Each of the plurality of interconnected LLM agents such as 302 further includes the user review interface 110 that is configured to allow users to review the generated LLM inputs 202 in an intuitive and accessible format. The user review interface 110 is further configured to allow users to provide feedback and make modifications to the generated LLM inputs 202 based on their review.

Each of the plurality of interconnected LLM agents 302 further includes the LLM interface that is configured to provide the modified inputs 208 to the respective LLM engine 114 for processing. The LLM engine 114 is configured to process these inputs to generate individual outputs. Each LLM agent 302, while capable of generating individual outputs, is also configured to interact with other LLM agents 304, 306, and 308 within the system 300. These interactions facilitate the generation of a cohesive and comprehensive LLM output.

The integrated large language model (LLM) system 300 includes an application 310 that is configured to receive the LLM output resulting from the interactions of the plurality of interconnected LLM agents 302. The application 310 may be further configured to process the LLM output further to generate a continuation output 312. In this example, the continuation output 312 is output resulting from high-order tasks by leveraging the collective processing power and capabilities of the plurality of interconnected LLM agents 302. The application 310 can be a computer application or other software module designed to utilize the LLM output effectively.

As will be appreciated by one skilled in the art, the integrated large language modal (LLM) system 300 with a multi-modal development interface described above provides a robust and versatile system designed to process and generate outputs using diverse multi-modal inputs.
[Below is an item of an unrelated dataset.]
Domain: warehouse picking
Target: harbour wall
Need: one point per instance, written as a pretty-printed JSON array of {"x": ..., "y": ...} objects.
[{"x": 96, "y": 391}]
Each of the plurality of interconnected LLM agents such as 302 within the system 300 is configured to acquire, encode, review, and process these inputs, contributing to a cohesive and high-quality LLM output. FIGS. 4 and 5 illustrate an example screenshots of the integrated large language modal (LLM) system 300 of FIG. 3.
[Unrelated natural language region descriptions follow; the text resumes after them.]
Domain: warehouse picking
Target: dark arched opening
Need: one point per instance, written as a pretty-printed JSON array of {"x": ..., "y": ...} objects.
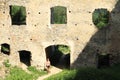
[
  {"x": 5, "y": 48},
  {"x": 59, "y": 55},
  {"x": 25, "y": 57},
  {"x": 100, "y": 18}
]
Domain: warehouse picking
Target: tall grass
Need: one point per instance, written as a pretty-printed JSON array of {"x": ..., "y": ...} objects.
[
  {"x": 19, "y": 74},
  {"x": 112, "y": 73}
]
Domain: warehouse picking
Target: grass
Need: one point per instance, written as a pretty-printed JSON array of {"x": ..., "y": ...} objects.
[
  {"x": 19, "y": 74},
  {"x": 111, "y": 73}
]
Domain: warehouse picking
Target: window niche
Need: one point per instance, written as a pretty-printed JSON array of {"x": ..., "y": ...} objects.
[
  {"x": 25, "y": 57},
  {"x": 18, "y": 15},
  {"x": 100, "y": 18},
  {"x": 58, "y": 15},
  {"x": 5, "y": 48},
  {"x": 59, "y": 55}
]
FIG. 4 illustrates an example screenshot 400 of the multi-modal development interface for a LLM engine, implemented according to some aspects of the invention.

In this example, the user may either create a plurality of multi-modal inputs via option of “load element” 402 or extract the plurality of multi-modal inputs from an external data system via the option of “pull element” 404. The load element 402 and the pull element 406 options are an integral part of multi-modal user input interface 106. The load element 402 is configured to acquire the multi-modal inputs from the user in the form of text, image, sheet, video, audio, and drawing. The pull element 404 is configured to extract the multi-modal inputs from a plurality of data storage, files, URLs, external devices, dashboards, and external interfaces. As described above, the multi-modal user inputs are processed by the user input encoder 108. The user input encoder 108 is responsible for transforming the diverse inputs into a format that is suitable for the LLM engine 114.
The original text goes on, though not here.